Final answer:
Using the Pythagorean theorem, the length of the ramp's wooden surface, which is the hypotenuse of the right triangle made by the rise and horizontal distance, is approximately 6.18 meters. The closest given option is 6.08 meters, which may indicate a typo in the provided options.
Step-by-step explanation:
To find the length of the wooden surface of the ramp that Leila is building for her grandma's house, we need to understand that we're dealing with a right triangle. The rise of the ramp forms one leg of the triangle (the vertical leg), the horizontal distance forms the other leg (the horizontal leg), and the wooden surface of the ramp is the hypotenuse.
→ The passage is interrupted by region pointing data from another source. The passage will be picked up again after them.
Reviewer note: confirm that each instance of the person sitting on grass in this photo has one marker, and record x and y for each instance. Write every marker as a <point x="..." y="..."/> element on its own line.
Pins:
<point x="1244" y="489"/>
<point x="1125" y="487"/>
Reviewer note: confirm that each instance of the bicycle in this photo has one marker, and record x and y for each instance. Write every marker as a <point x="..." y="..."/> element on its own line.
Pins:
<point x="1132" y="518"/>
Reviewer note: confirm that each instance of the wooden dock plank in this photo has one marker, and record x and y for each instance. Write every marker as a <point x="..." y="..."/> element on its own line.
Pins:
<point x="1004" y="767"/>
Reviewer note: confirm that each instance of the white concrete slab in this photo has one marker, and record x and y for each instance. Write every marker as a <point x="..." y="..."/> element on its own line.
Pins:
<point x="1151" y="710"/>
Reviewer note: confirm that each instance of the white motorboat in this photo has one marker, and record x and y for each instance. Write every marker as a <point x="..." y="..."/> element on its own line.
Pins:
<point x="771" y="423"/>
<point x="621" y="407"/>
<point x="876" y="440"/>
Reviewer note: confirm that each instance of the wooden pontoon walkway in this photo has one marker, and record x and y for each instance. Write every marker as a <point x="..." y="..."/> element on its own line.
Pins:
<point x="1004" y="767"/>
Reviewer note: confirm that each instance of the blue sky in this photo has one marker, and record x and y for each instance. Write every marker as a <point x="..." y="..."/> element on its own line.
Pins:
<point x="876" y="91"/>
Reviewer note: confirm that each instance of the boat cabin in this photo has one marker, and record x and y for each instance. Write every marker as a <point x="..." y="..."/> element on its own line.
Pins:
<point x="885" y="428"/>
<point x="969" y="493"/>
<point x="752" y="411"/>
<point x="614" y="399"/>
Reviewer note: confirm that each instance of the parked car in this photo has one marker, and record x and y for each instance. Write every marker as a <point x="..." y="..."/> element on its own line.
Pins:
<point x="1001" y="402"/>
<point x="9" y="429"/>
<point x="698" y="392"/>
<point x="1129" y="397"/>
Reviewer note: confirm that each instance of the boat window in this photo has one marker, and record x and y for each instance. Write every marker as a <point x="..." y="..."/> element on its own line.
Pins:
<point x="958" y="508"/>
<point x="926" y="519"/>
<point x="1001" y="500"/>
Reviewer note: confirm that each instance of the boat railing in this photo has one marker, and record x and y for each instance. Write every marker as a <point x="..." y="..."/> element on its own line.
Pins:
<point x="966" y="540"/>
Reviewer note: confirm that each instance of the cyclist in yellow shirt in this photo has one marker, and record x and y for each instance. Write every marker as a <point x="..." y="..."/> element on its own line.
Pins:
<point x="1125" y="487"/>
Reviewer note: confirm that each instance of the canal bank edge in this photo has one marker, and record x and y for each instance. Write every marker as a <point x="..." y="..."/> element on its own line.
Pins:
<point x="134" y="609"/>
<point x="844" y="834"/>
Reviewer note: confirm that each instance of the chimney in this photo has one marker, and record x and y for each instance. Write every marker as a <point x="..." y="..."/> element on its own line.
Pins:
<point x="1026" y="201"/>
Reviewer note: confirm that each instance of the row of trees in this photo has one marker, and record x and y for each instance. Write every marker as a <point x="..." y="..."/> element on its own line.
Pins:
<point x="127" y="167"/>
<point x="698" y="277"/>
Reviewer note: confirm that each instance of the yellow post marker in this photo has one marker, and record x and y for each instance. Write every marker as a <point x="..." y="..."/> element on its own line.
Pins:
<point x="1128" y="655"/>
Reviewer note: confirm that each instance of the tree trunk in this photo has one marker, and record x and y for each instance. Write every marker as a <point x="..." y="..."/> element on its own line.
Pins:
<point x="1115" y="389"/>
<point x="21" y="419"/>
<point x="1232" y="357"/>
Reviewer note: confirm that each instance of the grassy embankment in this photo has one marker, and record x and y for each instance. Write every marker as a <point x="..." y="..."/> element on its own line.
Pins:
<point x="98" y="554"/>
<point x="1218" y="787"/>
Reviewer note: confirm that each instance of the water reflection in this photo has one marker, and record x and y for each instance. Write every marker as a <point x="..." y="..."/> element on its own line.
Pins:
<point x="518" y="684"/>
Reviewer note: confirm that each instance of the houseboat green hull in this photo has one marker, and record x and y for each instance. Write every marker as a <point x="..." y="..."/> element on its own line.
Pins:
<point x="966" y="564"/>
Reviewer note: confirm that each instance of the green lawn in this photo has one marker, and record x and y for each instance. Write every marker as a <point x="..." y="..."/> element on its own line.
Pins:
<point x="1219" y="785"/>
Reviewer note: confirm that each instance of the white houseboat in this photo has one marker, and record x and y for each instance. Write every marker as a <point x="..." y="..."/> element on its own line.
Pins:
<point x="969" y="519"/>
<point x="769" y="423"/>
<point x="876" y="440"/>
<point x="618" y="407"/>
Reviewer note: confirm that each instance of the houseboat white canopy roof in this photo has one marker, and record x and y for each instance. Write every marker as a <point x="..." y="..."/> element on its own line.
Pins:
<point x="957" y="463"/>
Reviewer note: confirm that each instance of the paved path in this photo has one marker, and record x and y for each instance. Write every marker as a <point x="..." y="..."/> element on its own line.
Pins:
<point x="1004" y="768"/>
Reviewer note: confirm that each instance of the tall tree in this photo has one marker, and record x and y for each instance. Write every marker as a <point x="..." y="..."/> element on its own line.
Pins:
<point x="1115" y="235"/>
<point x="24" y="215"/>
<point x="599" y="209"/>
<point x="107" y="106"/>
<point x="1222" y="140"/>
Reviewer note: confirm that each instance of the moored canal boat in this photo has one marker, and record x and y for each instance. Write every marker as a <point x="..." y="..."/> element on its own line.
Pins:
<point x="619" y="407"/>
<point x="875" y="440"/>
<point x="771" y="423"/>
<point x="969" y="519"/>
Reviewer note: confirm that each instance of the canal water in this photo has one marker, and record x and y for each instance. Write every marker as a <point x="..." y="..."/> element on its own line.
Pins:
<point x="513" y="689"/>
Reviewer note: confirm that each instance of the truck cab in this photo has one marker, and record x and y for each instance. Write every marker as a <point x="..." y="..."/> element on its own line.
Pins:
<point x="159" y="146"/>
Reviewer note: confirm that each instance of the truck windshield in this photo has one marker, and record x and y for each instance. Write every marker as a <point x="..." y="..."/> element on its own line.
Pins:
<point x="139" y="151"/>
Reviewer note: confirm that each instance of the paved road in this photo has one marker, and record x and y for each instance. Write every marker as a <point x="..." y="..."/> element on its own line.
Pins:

The vertical rise is 1.5 meters and the horizontal distance is 6 meters. Applying the Pythagorean theorem which states that in a right-angled triangle, the square of the length of the hypotenuse (c) is equal to the sum of the squares of the other two sides (a and b), we get:
c² = a² + b²
c² = 1.5² + 6²
c² = 2.25 + 36
c² = 38.25
By taking the square root of both sides to solve for c, we find that:
c = √38.25
Therefore, the length of the ramp's wooden surface is:
c ≈ 6.18 meters
So, the closest option to the exact answer is OPTION 1: 6.08 meters, although the actual length calculated is 6.18 meters, not an option provided, indicating there might be a typo or mistake in the question or options provided.